A chest injury, also known as chest trauma, is any form of physical injury to the chest including the ribs, heart and lungs. Chest injuries account for 25% of all deaths from traumatic injury. Typically chest injuries are caused by blunt mechanisms such as direct, indirect, compression, contusion, deceleration, or blasts caused by motor vehicle collisions or penetrating mechanisms such as stabbings.

==Classification==
Chest injuries can be classified as blunt or penetrating.
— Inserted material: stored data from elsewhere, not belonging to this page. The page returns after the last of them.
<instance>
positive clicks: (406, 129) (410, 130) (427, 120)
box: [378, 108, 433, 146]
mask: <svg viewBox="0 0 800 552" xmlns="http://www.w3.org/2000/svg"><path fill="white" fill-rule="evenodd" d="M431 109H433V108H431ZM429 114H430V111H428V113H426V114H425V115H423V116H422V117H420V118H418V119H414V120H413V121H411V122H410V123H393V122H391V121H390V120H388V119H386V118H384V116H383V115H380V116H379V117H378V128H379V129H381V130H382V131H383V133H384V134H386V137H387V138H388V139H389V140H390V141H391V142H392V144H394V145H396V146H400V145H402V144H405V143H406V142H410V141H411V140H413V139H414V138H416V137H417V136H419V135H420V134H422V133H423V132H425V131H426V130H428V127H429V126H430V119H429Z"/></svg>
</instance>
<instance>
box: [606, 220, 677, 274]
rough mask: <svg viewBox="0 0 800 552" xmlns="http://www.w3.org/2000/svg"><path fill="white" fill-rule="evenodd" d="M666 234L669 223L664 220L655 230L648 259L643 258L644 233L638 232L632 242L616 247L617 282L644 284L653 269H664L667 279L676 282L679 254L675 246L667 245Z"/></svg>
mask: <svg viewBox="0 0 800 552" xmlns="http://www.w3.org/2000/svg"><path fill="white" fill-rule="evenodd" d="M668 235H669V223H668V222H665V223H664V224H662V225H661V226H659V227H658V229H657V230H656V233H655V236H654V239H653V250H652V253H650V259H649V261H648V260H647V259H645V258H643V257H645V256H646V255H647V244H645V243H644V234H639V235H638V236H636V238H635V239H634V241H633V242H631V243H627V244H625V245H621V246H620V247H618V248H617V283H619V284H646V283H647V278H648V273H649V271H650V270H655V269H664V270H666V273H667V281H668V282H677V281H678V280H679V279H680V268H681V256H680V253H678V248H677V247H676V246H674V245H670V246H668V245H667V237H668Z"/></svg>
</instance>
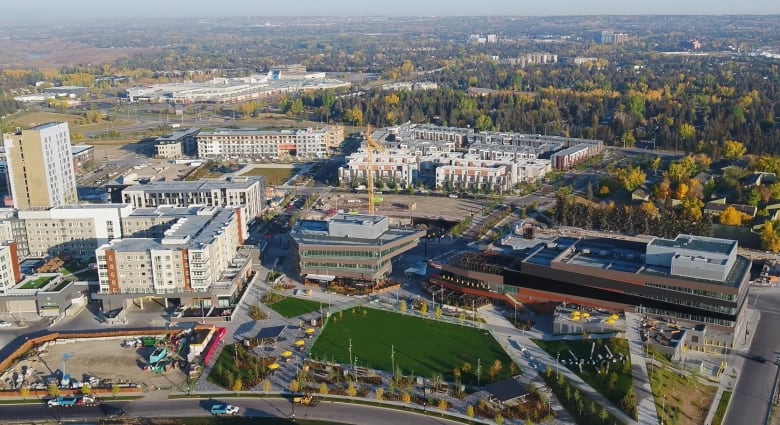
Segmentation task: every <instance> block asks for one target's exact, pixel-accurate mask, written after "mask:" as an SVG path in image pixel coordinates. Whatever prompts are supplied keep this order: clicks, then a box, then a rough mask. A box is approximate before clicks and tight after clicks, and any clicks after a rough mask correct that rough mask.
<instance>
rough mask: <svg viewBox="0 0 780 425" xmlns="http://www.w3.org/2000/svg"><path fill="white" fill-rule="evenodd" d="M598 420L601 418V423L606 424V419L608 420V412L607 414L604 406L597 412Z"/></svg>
mask: <svg viewBox="0 0 780 425" xmlns="http://www.w3.org/2000/svg"><path fill="white" fill-rule="evenodd" d="M599 418H601V423H605V422H607V419H609V412H607V408H606V407H604V406H601V411H600V412H599Z"/></svg>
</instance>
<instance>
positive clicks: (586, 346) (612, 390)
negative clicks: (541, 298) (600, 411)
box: [534, 338, 633, 414]
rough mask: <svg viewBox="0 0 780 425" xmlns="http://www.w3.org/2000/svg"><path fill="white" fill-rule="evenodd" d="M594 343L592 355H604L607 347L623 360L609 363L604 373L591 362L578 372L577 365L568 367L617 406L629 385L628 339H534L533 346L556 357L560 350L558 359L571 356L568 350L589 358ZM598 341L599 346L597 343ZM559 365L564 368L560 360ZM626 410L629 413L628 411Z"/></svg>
mask: <svg viewBox="0 0 780 425" xmlns="http://www.w3.org/2000/svg"><path fill="white" fill-rule="evenodd" d="M594 342H595V343H596V347H595V349H594V354H593V356H594V357H597V356H596V354H601V355H602V356H605V355H606V354H607V351H606V349H605V348H604V346H608V347H609V349H610V351H611V352H612V355H614V356H616V357H617V356H618V354H619V353H622V354H623V355H624V356H625V358H626V361H625V362H624V363H621V362H620V361H618V362H617V363H610V364H609V373H606V374H601V373H599V371H597V370H596V366H595V365H583V367H582V372H580V368H579V367H577V366H571V367H569V369H570V370H571V371H572V372H574V373H576V374H577V375H578V376H579V377H581V378H582V379H583V380H584V381H585V382H587V383H588V384H590V385H591V386H592V387H593V388H594V389H595V390H596V391H598V392H600V393H601V394H603V395H604V397H606V398H607V399H609V400H610V401H612V402H613V403H615V404H616V405H618V406H619V405H620V400H622V399H623V397H625V396H626V394H627V393H628V390H629V389H630V388H632V387H633V378H632V376H631V360H630V359H631V356H630V354H629V351H628V341H626V340H625V339H620V338H610V339H605V340H575V341H542V340H534V343H536V345H538V346H539V347H541V348H542V349H543V350H544V351H547V352H548V353H550V354H551V355H552V356H553V357H557V356H558V354H559V353H560V359H561V360H563V359H567V360H571V359H572V357H571V354H570V353H569V350H571V351H572V352H573V353H574V355H575V356H577V358H578V359H583V358H584V359H588V358H590V350H591V347H592V346H593V343H594ZM599 344H602V345H601V346H600V345H599ZM559 365H560V367H566V366H565V365H564V364H563V362H560V363H559ZM602 370H603V369H602ZM623 410H626V409H623ZM628 413H629V414H631V412H628Z"/></svg>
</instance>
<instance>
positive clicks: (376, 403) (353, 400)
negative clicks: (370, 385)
mask: <svg viewBox="0 0 780 425" xmlns="http://www.w3.org/2000/svg"><path fill="white" fill-rule="evenodd" d="M317 397H319V398H320V400H321V402H328V403H342V404H359V405H363V406H371V407H376V408H381V409H392V410H400V411H404V412H414V413H417V414H420V415H426V416H432V417H438V418H445V419H448V420H451V421H456V422H460V423H465V424H490V425H493V424H495V422H494V421H493V420H490V419H485V418H478V417H474V418H469V417H468V416H467V415H465V414H460V413H453V412H451V411H446V409H445V410H441V409H439V408H437V407H436V406H433V405H429V406H425V407H423V406H421V405H417V404H414V403H409V404H406V403H402V402H394V401H376V400H367V399H364V398H359V397H348V396H337V395H325V396H323V395H318V396H317ZM168 398H169V399H171V400H181V399H215V400H222V399H232V398H239V399H240V398H266V399H285V400H290V402H291V403H292V398H293V393H289V392H267V393H265V392H264V393H253V392H238V393H231V392H222V393H201V394H190V395H187V394H172V395H170V396H168ZM303 408H304V409H316V407H313V408H309V407H303Z"/></svg>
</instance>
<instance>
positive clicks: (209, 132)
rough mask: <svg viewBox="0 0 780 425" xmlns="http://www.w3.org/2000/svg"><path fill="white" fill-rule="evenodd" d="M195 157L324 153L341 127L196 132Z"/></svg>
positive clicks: (290, 154)
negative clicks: (313, 128) (270, 129)
mask: <svg viewBox="0 0 780 425" xmlns="http://www.w3.org/2000/svg"><path fill="white" fill-rule="evenodd" d="M196 139H197V143H198V157H200V158H204V159H219V158H221V159H225V160H243V161H246V160H254V161H262V160H276V159H311V158H326V157H328V155H329V153H330V150H331V148H335V147H338V146H339V145H340V144H341V142H343V141H344V127H342V126H327V127H324V128H322V129H313V128H306V129H298V130H255V129H217V130H213V131H203V132H201V133H199V134H198V135H197V136H196Z"/></svg>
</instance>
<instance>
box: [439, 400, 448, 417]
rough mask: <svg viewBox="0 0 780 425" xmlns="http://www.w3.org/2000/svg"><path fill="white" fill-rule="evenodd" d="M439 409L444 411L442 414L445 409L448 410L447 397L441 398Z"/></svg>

Blunt and penetrating injuries have different pathophysiologies and clinical courses.

Specific types of injuries include:
- Injuries to the chest wall
  - Chest wall contusions or hematomas
  - Rib fractures
  - Flail chest
  - Sternal fractures
  - Fractures of the shoulder girdle
- Pulmonary injury (injury to the lung) and injuries involving the pleural space
  - Pulmonary contusion
  - Pulmonary laceration
  - Pneumothorax
  - Hemothorax
  - Hemopneumothorax
- Injury to the airways
  - Tracheobronchial tear
- Cardiac injury
  - Pericardial tamponade
  - Myocardial contusion
  - Traumatic arrest
  - Hemopericardium
- Blood vessel injuries
  - Traumatic aortic rupture
  - Thoracic aorta injury
  - Aortic dissection
- And injuries to other structures within the torso
  - Esophageal injury (Boerhaave syndrome)
  - Diaphragm injury

==Diagnosis==
Most blunt injuries are managed with relatively simple interventions like tracheal intubation and mechanical ventilation and chest tube insertion. Diagnosis of blunt injuries may be more difficult and require additional investigations such as CT scanning. Penetrating injuries often require surgery, and complex investigations are usually not needed to come to a diagnosis. Patients with penetrating trauma may deteriorate rapidly, but may also recover much faster than patients with blunt injury.

==Outcomes==

Chest trauma outcomes depend on the severity of the chest injury as well as associated injuries (such as head or spinal trauma) and the patient’s general health condition.

Early management in specialist centres offers better survival. Management is a mixture of medical (eg pain relief, respiratory support, chest drainage and antibiotics), non-medical (physiotherapy and rehabilitation) and surgical (fixation of rib fractures if appropriate and operative treatment of cardiac, lung, airway, diaphragm and oesophageal injuries).

Those who survive chest trauma and are discharged from hospital have a long-term survival comparable to the general population.